Global Switch Estates 1 Ltd (“GSEL”) engaged Sudlows Ltd (“Sudlows”) for various works at GSEL’s specialist data centre located at East India Dock House in London. Four adjudications were raised between the parties following disputes regarding various matters. For a detailed analysis of the TCC’s decision in respect of the fourth adjudication, please read our corresponding article.

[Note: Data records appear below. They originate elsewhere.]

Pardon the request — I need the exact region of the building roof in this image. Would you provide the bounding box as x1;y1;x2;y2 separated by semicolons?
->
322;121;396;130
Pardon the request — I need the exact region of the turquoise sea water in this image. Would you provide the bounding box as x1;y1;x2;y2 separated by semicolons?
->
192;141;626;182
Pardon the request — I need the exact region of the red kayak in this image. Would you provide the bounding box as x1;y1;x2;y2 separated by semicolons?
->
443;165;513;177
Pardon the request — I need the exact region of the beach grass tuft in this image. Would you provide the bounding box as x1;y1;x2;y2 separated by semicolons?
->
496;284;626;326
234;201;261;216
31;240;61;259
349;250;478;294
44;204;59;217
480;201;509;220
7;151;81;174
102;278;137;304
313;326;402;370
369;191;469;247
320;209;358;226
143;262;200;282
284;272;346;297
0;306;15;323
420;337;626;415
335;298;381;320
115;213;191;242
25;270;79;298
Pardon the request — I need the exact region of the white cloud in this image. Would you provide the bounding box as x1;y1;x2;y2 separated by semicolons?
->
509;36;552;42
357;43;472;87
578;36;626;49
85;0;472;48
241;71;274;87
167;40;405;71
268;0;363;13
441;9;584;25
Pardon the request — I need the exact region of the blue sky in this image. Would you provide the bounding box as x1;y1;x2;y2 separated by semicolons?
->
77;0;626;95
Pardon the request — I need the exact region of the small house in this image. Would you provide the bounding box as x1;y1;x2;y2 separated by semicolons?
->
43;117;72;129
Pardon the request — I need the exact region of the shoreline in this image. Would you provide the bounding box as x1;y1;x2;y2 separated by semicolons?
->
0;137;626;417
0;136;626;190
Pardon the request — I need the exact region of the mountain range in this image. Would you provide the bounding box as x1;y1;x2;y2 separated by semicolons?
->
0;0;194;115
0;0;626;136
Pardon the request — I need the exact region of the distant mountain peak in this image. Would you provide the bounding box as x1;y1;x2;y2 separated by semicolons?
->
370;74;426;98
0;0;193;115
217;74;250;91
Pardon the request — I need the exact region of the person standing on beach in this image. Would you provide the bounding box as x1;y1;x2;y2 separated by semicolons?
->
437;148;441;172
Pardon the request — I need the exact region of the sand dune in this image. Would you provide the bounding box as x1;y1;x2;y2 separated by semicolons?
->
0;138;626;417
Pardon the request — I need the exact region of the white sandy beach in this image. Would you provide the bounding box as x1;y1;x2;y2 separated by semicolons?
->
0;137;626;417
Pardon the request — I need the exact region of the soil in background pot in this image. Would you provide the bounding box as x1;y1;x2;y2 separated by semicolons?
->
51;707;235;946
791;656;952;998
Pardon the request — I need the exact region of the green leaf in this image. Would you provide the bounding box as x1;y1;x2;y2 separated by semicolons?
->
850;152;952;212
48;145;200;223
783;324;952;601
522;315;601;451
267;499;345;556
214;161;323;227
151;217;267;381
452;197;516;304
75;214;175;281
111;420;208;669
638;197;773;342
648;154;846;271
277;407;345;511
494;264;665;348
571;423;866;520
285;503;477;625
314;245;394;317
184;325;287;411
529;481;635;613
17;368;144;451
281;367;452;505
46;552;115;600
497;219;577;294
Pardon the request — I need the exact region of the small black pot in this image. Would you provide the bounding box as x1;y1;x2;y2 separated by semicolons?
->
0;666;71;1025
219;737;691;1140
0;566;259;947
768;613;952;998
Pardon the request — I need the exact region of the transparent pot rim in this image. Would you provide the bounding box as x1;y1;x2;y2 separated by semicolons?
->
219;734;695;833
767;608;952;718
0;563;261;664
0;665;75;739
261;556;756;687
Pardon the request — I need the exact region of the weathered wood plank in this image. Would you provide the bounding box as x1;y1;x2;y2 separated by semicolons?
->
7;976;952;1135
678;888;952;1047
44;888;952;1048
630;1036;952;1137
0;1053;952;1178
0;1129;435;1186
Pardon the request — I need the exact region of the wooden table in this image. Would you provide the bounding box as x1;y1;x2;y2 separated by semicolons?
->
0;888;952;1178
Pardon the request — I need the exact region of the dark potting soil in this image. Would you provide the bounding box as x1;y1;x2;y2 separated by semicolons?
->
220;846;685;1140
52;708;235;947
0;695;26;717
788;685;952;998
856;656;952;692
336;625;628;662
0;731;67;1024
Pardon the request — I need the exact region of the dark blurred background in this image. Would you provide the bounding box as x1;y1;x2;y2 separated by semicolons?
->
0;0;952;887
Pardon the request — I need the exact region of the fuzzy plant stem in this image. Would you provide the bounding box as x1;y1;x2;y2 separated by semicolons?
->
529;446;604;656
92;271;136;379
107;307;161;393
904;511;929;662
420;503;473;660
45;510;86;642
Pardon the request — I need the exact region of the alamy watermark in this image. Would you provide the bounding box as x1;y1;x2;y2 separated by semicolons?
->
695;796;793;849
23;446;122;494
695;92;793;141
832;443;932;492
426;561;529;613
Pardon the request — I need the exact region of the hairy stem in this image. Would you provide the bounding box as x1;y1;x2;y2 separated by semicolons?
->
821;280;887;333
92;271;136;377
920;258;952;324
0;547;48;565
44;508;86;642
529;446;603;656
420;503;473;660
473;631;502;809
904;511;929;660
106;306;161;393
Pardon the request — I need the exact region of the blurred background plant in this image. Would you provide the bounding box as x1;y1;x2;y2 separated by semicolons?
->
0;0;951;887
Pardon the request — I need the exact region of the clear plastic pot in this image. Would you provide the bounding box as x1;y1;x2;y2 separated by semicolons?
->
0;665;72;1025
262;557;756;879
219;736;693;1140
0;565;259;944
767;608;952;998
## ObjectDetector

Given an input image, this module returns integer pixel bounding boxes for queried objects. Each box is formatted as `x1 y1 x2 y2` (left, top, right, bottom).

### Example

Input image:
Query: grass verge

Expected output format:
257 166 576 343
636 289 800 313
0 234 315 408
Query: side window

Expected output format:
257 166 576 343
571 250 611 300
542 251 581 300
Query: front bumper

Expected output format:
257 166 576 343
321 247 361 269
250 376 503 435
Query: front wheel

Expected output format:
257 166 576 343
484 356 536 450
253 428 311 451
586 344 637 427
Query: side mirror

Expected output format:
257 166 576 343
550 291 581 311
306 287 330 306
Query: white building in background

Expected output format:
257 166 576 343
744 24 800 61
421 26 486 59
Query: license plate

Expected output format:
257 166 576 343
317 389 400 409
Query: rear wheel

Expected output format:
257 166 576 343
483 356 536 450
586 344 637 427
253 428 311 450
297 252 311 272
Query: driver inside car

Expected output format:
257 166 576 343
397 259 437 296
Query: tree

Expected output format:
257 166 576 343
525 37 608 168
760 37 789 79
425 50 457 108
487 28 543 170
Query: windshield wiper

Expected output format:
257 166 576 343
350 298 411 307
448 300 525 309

A fifth adjudication was raised concerning Sudlows’ claim for an extension of time (“EOT”). Sudlows argued that delays were caused by GSEL’s defective ductwork. The adjudicator agreed and awarded Sudlows an EOT. GSEL then reduced Sudlows’ scope of works, allowing other parties to complete aspects of the project. Sudlows then sought a further EOT, which was refused by GSEL. Sudlows referred this dispute to a sixth adjudication along with its claim for related loss and expense.
Sudlows argued that the EOT should be awarded because (i) GSEL’s defective ductwork caused the delay, and (ii) it was the “natural consequence” of the fifth adjudicator’s decision. In its referral notice, Sudlows included a full loss and expense claim, totalling over £12 million. GSEL argued that the EOT should not have been awarded in the fifth adjudication because Sudlows was contractually responsible for ductwork issues. GSEL relied on the same documentation they produced for the fifth adjudication, with the addition of two new reports. The sixth adjudicator found that he was bound by the fifth adjudicator’s decision and granted Sudlows the further EOT and a sum of £996,898.24. The sixth adjudicator also found that had he not been bound by the previous decision, he would not have granted the EOT and would have allowed GSEL’s claim for liquidated damages.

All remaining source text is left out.